Everyone always pines for quick baseball games, yet turn around and scrunch their noses when informed that the best way of ensuring such a product would be to sit a bunch of low-OBP, home run-dependent offenses like the White Sox (.274 OBP coming in) and the Blue Jays (.299 OBP themselves) against one another and let them grapple it out.
After the early innings just flew by as neither outfit found much use for the bases against Dylan Axelrod and Josh Johnson, a pair of matching solo home runs from J.P. Arencibia in the sixth (opposite field to the same spot as Monday night on a fat Axelrod fastball) and Paul Konerko in the seventh (tower fly ball to left in that last inning of Johnson’s night) set things up for an interesting, dragged-out conclusion with the game at 2-2.
It was then that the Sox started to switch up their season-long narrative for a bit. Erratic work from Blue Jays reliever Steve Delabar provided leadoff ninth inning walks to Adam Dunn and Paul Konerko, the latter of which came on a 3-2 fastball that pretty easily grabbed the bottom of the strike zone. After recently-appointed team MVP Conor Gillaspie hideously whiffed on three pitches, responsibility fell on the hopeless shoulders of Dayan Viciedo, who certainly leant to the drama and put himself in a 1-2 hole by weakly chopping a fastball foul, but recovered to reach and laser-beam a slider over the head of Emilio Bonifacio in center field. The blast scored pinch-runner Dewayne Wise and pushed ‘running-for-himself’ Paul Konerko all the way from first to third on a double.
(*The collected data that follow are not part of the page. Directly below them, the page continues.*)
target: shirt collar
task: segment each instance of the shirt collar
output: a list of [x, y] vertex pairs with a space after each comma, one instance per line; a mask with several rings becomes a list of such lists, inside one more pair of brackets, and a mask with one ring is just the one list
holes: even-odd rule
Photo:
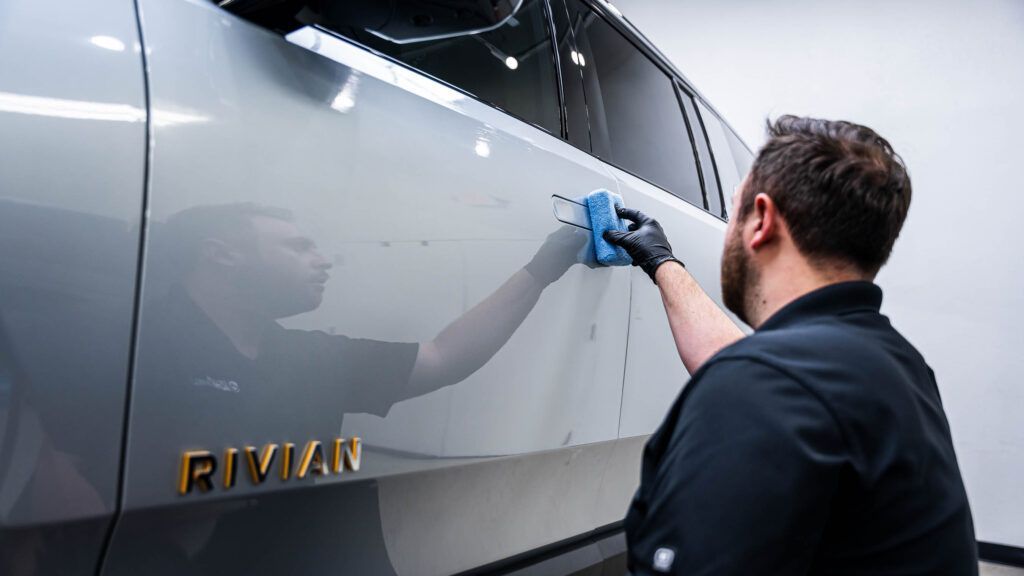
[[856, 280], [829, 284], [786, 304], [765, 320], [757, 332], [775, 330], [822, 316], [878, 312], [881, 307], [882, 289], [872, 282]]

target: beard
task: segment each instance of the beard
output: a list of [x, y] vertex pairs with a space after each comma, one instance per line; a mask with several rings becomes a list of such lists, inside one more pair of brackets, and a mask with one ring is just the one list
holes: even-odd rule
[[241, 266], [233, 278], [236, 298], [260, 316], [279, 320], [320, 307], [323, 293], [298, 273], [262, 262]]
[[757, 283], [758, 272], [743, 249], [739, 231], [725, 239], [722, 250], [722, 303], [745, 324], [750, 325], [747, 303]]

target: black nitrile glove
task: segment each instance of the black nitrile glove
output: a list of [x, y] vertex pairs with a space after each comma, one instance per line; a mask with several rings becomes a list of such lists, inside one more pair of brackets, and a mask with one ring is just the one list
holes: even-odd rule
[[[674, 261], [682, 264], [672, 255], [672, 246], [669, 245], [668, 237], [657, 220], [639, 210], [629, 208], [618, 208], [615, 212], [619, 218], [625, 218], [633, 223], [629, 225], [629, 232], [606, 231], [604, 239], [625, 248], [629, 257], [633, 259], [633, 266], [642, 268], [652, 281], [658, 266], [665, 262]], [[657, 284], [657, 281], [654, 283]]]

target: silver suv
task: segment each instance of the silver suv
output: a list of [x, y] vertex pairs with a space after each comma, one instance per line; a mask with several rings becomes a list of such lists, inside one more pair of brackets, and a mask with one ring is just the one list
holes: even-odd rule
[[750, 152], [600, 0], [219, 4], [0, 5], [0, 573], [621, 571], [687, 375], [559, 198], [715, 290]]

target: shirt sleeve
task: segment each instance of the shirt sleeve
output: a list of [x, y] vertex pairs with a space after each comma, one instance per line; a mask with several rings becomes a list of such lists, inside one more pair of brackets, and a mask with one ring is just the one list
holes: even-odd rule
[[409, 375], [420, 345], [415, 342], [383, 342], [325, 334], [288, 331], [291, 349], [307, 355], [305, 372], [318, 396], [335, 403], [345, 413], [365, 412], [385, 416], [391, 407], [414, 396]]
[[348, 374], [346, 412], [385, 416], [397, 402], [415, 396], [409, 375], [420, 345], [346, 338], [339, 361]]
[[647, 509], [630, 542], [632, 570], [806, 574], [846, 461], [831, 413], [755, 360], [720, 360], [691, 386], [641, 487]]

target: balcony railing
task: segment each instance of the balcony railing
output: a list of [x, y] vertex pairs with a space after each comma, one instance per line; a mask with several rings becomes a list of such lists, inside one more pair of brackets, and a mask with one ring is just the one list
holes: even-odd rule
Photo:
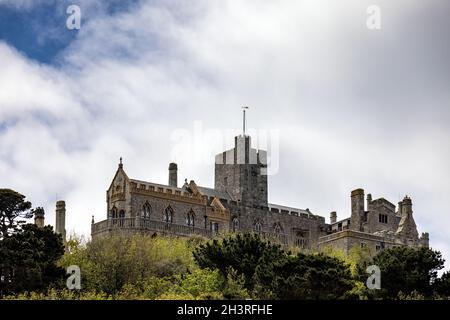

Apparently Konerko was only getting primed up. He scored on the next play on a very medium-distance sacrifice fly to right, which was enabled by Rajai Davis’ uninspiring throw that dragged Arencibia nearly out of the batter’s circle entirely.
The White Sox immediately filed a claim on that insurance run. White-knuckle closing Addison Reed showed up and allowed leadoff singles to Edwin Encarnacion and Adam Lind to start the bottom-half. There wasn’t much trace of a knockout slider, but neither Brett Lawrie nor Maicer Itzuris proved to be in the mood for lining up fastballs, nor did Rajai Davis respond well to his decreased difficultly level of “flat slider.” Three-straight fly outs produced a run from a sacrifice fly, but killed any semblance of a Blue Jays rally, allowing for a 4-3 White Sox victory.
Before the final inning–which seemed like it took a third of the playing time–Dylan Axelrod sparkled to his utmost potential. Two solo home runs were the only black marks on six quality innings, and his command was so sharp that he even threw a fastball by Bonifacio for a strikeout in the third inning for some pyrotechnics.
Josh Johnson’s mastery of the White Sox lineup seemed a bit more natural. He struck out eight over seven innings and had only himself to blame for the two tallies against him. A second inning rally could have been escaped–the lead runner was Paul Konerko, who couldn’t score from second on an Alexei Ramirez single–but Johnson threw one past his backstop to give Konerko a second chance at the run. His other mistake was falling behind Konerko 3-0 in the seventh and trying to remedy it with a get-me-over fastball, an idea that’s been explored and dismissed as foolish before.
1.2 perfect innings from Hector Santiago in relief was the secret act of heroics for the night. Konerko scoring three runs was the more blatant act of heroics.